The marketplace rating shouldn’t scare you off, but set realistic expectations. This is a tool that excels for JetBrains power users and underdelivers for casual users who expect Copilot-level polish.
Conclusion: Is JetBrains AI Assistant Worth It?
After three months of daily use, here’s my verdict:
Absolutely worth it if:
- You already have All Products Pack (AI Pro is free)
- You’re a Java/Kotlin developer using IntelliJ
- You want multi-model flexibility (GPT-5, Claude 4.5, local models)
- You need autonomous agents (Junie, Claude Agent)
- You value deep IDE integration over cross-platform support
Consider alternatives if:
- You use VS Code primarily (GitHub Copilot or Cursor)

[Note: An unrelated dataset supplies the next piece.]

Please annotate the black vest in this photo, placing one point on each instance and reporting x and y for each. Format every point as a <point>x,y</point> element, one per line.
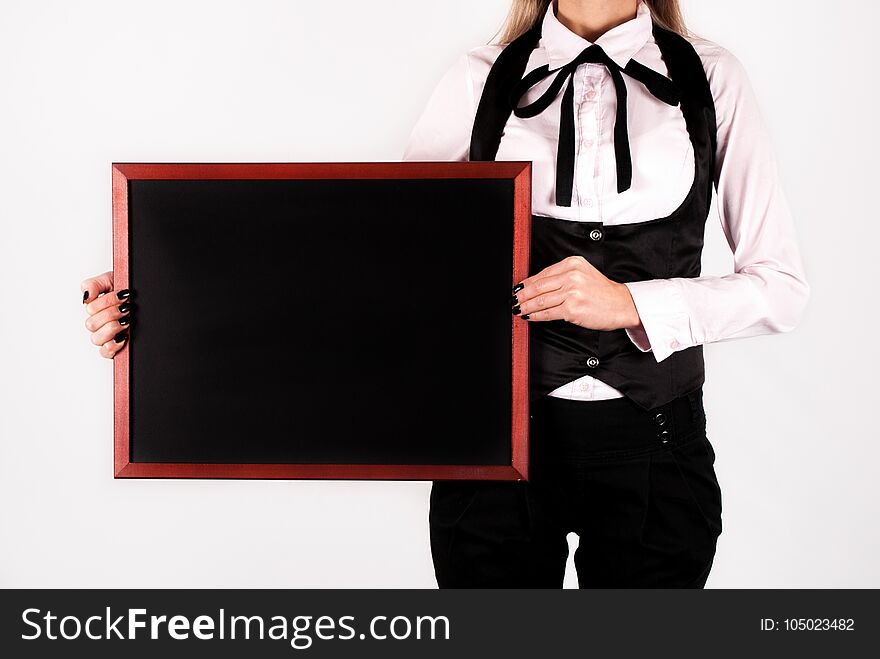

- You want consistent pricing without credits ($10/month Copilot)
- Performance stability is your top priority
- You work across many languages equally
My recommendation:
- If you have All Products Pack, enable AI Pro immediately — it’s free value
- Start with AI Pro for a month before considering Ultimate
- Only upgrade to Ultimate if you’re hitting credit limits or need frontier models daily
- Keep Copilot as a backup for VS Code work and when JetBrains lags
The JetBrains AI Assistant isn’t for everyone, but for JetBrains IDE loyalists — especially Java/Kotlin developers — it’s the best AI coding assistant available. The IDE integration is unmatched, the Junie agent is genuinely useful, and the multi-model flexibility future-proofs your workflow.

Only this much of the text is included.